Is there a way to predict the labels for the whole set, and not just the test set?
tl;dr
Because your decision tree classifier has to be trained before it can predict anything. It's not a magic algorithm. It has to be shown examples of what to do before it can work out what to do on other things.
cross_validation.test_train_split() facilitates this by splitting your data into a test and training dataset in such a way that you can analyse how well it performed later on. Without this, you have no way of assessing how well your decision tree classifier actually performed.
You can create your own testing and training data without test_train_split() (and I suspect that was what you were trying to do with ShuffleSplit()), but you will need at least some training data.
test_index and train_index have nothing to do with your data. Full stop. They come from a randomly generated process that is completely unrelated to what test_train_split() does.
The purpose of ShuffleSplit() is to give you the indices to partition your data into training and test yourself. test_train_split() will instead choose their own indices and partition based on those indices. You should either use one or the other and sensibly.
Yes. You can always just call
pred = clf.predict(features) or pred = clf.predict(features_test + features_train)
The Full Story
You need cross_validation if you want to do this right. The whole purpose of cross-validation is to avoid overfit.
Basically, if you run your model on both the training and the testing data, then your model is going to perform really well on the training set (because, well, that's what you trained it on) and that's going to skew your overall metrics of how well your model will perform on real data.
It's a lot like asking a student to perform in an exam and then in real life: if you want to know whether your student learned from the process of preparing for an exam, you don't give him another exam, you ask him to demonstrate his skills in the real world dealing with unknown and complex data.
If you want to know if your model will be useful, then you want to cross-validate. Wikipedia puts it best:
In a prediction problem, a model is usually given a dataset of known
data on which training is run (training dataset), and a dataset of
unknown data (or first seen data) against which the model is tested
(testing dataset).
The goal of cross validation is to define a
dataset to "test" the model in the training phase (i.e., the
validation dataset), in order to limit problems like overfitting, give
an insight on how the model will generalize to an independent dataset
(i.e., an unknown dataset, for instance from a real problem), etc.
cross_validation.train_test_split doesn't do anything except split the dataset into training and testing data for you.
But perhaps you don't care about metrics, and that's fine. The question then becomes: is it possible to run a decision tree classifier without a training dataset?
The answer is no. Decision tree classifiers are supervised algorithms: they need to be trained on data before they can generalise their model to new results.
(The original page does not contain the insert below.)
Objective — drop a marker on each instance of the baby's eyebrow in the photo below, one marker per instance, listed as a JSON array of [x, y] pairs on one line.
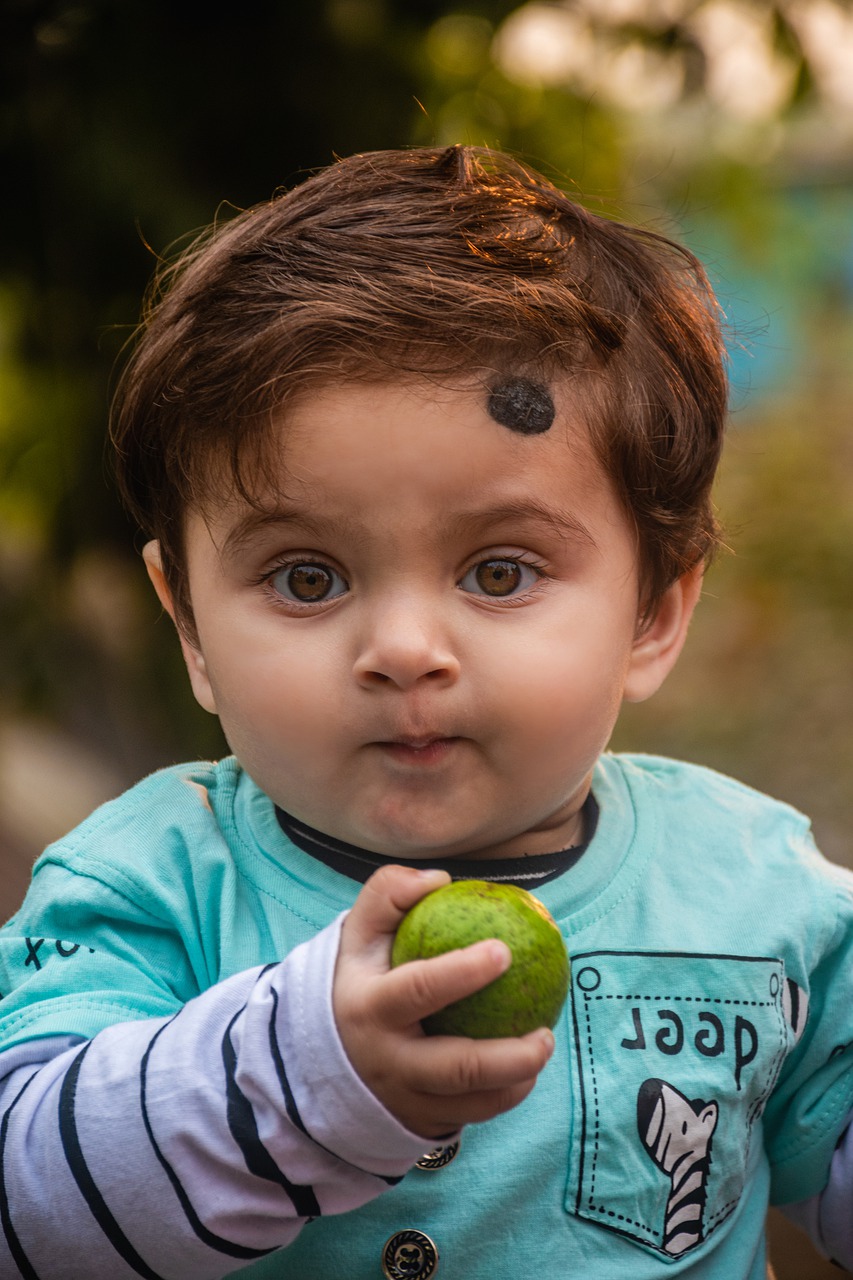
[[254, 525], [528, 513]]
If you don't give them any data to train on, it will be unable to do anything with any data you feed it in predict.
Finally, while it is perfectly possible to get the labels for the whole set (see tl;dr) , it is a really bad idea if you actually care about whether or not you're getting sensible results.
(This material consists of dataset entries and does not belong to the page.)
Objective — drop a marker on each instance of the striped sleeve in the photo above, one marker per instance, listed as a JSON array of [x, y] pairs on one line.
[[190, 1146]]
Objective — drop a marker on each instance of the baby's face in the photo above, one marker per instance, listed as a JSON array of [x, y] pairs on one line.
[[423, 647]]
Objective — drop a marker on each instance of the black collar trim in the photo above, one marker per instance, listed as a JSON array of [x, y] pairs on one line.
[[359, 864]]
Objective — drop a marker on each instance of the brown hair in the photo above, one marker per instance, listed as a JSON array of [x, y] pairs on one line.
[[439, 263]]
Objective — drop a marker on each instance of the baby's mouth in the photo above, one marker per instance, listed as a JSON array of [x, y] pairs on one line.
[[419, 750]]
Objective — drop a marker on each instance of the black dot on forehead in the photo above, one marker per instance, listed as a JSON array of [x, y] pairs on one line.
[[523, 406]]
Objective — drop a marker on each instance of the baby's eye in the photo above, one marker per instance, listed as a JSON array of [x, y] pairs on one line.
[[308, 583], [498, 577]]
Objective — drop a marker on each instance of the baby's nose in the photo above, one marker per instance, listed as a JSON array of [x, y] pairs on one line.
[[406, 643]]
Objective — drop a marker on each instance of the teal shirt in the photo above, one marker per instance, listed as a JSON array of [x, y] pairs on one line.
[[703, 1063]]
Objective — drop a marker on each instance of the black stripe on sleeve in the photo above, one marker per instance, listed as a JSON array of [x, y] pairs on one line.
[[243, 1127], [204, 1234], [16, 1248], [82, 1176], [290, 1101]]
You already have the labels for the testing and training data. You don't need another column that includes prediction on the testing data, because they'll either come out to be identical or close enough to identical.
I can't think of a single meaningful reason to get back predicted results for your training data short of trying to optimise how it's performing on your training data. If that's what you are trying to do, then do that. What you are doing right now is definitely not that, and I encourage you to think strongly about what your reasons are for blindly inserting numbers into your table without due cause to believe they actually mean something.
There are ways to improve this: get back an accuracy metric, for example, or try to do k-fold cross-validation to model accuracy, or look at log-loss or AUC or any one of number of metrics to gauge whether or not your model is performing well.
Using both ShuffleSplit and train_test_split is redundant. You do not even appear to be using the indices returned by ShuffleSplit.
An example of how to use the indices return by ShuffleSplit is below. X and y are np.array. X is number of instances by number of features. y contains the labels of each row.
train_inds, test_inds = train_test_split(range(len(y)),test_size=0.33, random_state=42)
X_train, y_train = X[train_inds], y[train_inds]
X_test , y_test = X[test_inds] , y[test_inds]
You should not test on your training data! But if you want to see what happens just do
pred = clf.predict(features_train)
Also you do not need to pass the labels to predict. You should be using
score = metrics.accuracy_score(y_test, pred)